Despite her ill health, Chris and Ms Patridge tried to help their daughter lead as normal a life as possible.
‘She would love it when we took her swimming,’ he said.
‘I would take her to the aquarium in Bristol and she would just look at the fish and follow them.
‘She enjoyed life. We would paint her hands and she would play with all the textures.’
As the daughter of two Cardiff Devils season ticketholders, Scarlett was also a regular visitor at the city’s arena where she would watch the team play ice hockey.
‘Scarlett would love the social interaction of going to see the Cardiff Devils. The fans and players gave her so much attention,’ Chris said.
‘Some members of the team, including Joey Martin, Doug Clarkson and Andrew Lord, came to the house to see her when she was born.’
Overall, Scarlett ‘enjoyed life’, with her parents being left ‘devastated’ but ‘immensely proud’
Her parents want Scarlett’s funeral to be a reflection of the youngster’s fun personality
In the wake of Scarlett’s death, ice-hockey commentator Aaron Murphy shared a touching tribute to the four-year-old on Twitter.
‘Life is far from fair.
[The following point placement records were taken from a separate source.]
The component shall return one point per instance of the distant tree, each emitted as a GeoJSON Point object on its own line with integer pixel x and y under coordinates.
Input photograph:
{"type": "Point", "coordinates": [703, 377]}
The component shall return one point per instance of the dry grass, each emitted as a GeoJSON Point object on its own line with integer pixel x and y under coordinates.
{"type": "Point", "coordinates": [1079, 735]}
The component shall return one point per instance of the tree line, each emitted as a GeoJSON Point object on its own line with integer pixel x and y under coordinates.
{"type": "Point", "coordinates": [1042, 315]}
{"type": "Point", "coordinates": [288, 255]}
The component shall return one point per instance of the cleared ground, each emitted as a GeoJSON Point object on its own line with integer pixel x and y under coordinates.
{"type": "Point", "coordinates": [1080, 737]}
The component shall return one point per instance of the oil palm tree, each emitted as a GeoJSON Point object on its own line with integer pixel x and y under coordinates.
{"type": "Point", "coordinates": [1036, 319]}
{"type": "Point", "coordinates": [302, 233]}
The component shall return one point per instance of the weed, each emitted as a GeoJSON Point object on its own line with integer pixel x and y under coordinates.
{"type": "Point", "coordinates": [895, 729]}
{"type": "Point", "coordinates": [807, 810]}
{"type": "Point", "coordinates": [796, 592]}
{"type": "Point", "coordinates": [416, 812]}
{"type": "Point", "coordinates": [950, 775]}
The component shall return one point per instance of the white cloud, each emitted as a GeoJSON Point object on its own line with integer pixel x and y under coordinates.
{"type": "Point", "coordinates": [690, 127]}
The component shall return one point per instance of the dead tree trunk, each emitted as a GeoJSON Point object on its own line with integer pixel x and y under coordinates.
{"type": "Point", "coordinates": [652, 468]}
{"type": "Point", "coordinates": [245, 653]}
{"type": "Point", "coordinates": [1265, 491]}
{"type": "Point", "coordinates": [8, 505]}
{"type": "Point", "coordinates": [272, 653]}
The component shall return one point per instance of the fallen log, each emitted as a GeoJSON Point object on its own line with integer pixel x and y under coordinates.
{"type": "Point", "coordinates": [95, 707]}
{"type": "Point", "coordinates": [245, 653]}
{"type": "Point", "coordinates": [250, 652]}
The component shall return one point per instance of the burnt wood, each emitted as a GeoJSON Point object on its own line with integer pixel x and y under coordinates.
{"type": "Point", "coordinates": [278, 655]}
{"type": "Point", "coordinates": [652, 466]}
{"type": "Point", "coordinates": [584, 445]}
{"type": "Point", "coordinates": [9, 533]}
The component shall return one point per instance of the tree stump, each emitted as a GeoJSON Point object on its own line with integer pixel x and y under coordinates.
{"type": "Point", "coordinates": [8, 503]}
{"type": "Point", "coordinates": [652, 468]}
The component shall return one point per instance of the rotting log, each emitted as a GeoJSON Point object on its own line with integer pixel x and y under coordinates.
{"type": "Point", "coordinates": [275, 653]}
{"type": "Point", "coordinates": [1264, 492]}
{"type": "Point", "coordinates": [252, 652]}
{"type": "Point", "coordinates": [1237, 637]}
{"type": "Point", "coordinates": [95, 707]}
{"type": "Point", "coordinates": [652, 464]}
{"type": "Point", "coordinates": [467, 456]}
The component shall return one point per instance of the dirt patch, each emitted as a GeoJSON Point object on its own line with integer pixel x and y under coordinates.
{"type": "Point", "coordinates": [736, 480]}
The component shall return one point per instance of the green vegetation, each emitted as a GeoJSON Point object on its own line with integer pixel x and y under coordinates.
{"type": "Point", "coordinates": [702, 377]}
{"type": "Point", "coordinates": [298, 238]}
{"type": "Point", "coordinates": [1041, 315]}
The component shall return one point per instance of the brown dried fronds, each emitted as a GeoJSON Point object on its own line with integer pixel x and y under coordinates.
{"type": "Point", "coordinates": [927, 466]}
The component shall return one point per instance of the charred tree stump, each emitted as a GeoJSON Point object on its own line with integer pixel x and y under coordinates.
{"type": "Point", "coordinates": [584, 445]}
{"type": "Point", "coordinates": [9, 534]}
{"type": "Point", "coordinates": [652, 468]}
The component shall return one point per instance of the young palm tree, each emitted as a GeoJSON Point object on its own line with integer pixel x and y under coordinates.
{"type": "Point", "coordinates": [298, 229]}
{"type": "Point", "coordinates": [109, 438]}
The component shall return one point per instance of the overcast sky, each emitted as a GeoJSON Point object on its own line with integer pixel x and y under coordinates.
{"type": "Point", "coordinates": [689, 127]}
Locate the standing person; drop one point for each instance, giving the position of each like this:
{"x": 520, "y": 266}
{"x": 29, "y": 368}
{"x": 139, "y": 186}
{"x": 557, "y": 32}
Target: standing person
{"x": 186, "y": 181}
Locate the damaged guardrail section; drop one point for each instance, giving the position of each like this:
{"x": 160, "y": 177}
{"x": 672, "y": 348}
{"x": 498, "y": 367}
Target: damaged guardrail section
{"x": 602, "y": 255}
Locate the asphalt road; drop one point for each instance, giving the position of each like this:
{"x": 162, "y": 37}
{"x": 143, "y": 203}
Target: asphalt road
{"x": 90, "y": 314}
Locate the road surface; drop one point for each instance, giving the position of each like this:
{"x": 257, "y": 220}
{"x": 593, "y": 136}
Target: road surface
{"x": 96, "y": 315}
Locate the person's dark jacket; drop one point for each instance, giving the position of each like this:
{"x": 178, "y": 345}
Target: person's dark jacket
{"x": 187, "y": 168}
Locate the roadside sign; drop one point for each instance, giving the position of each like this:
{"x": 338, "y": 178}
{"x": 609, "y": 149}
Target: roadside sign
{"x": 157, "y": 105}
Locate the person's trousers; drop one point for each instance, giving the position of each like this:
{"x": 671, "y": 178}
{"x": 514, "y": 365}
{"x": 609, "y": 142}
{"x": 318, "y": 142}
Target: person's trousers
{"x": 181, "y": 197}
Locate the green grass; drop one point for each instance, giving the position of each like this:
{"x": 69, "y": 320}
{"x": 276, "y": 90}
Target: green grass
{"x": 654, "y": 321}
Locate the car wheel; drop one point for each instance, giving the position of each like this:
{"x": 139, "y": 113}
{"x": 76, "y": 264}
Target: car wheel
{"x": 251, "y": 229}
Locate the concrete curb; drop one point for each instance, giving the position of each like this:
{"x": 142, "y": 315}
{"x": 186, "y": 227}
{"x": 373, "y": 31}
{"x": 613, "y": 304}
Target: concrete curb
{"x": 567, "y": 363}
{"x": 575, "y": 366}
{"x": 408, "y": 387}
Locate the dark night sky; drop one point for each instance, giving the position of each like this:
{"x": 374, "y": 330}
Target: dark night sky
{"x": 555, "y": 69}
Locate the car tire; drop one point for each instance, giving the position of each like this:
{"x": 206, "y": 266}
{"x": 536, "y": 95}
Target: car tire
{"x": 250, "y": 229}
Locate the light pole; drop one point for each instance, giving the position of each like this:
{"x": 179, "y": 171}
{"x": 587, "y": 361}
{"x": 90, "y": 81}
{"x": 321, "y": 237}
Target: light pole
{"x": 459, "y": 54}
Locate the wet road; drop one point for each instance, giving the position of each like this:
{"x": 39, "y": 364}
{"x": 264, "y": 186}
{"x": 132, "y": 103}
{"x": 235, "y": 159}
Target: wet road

And sad things happen to good people. I recently was approached in Cardiff to take a picture with a flag,’ he wrote.
‘The flag was for Scarlett’s Army – a flag that represented all the places the young Devils fan Scarlett Thomas’ parents and friends knew she would have loved to be, and showed support and love in a tough time, so she could be a part of enjoying her beloved Cardiff Devils.
‘Scarlett passed away on Monday and her parents are some of the kindest, most dedicated people in the hockey community.
‘We send them condolences, hugs and prayers at this painful time.’
The children’s charity Noah’s Ark added: ‘Scarlett touched the hearts of everyone she met, both here at the charity and the hospital. We all feel honoured to have met her.’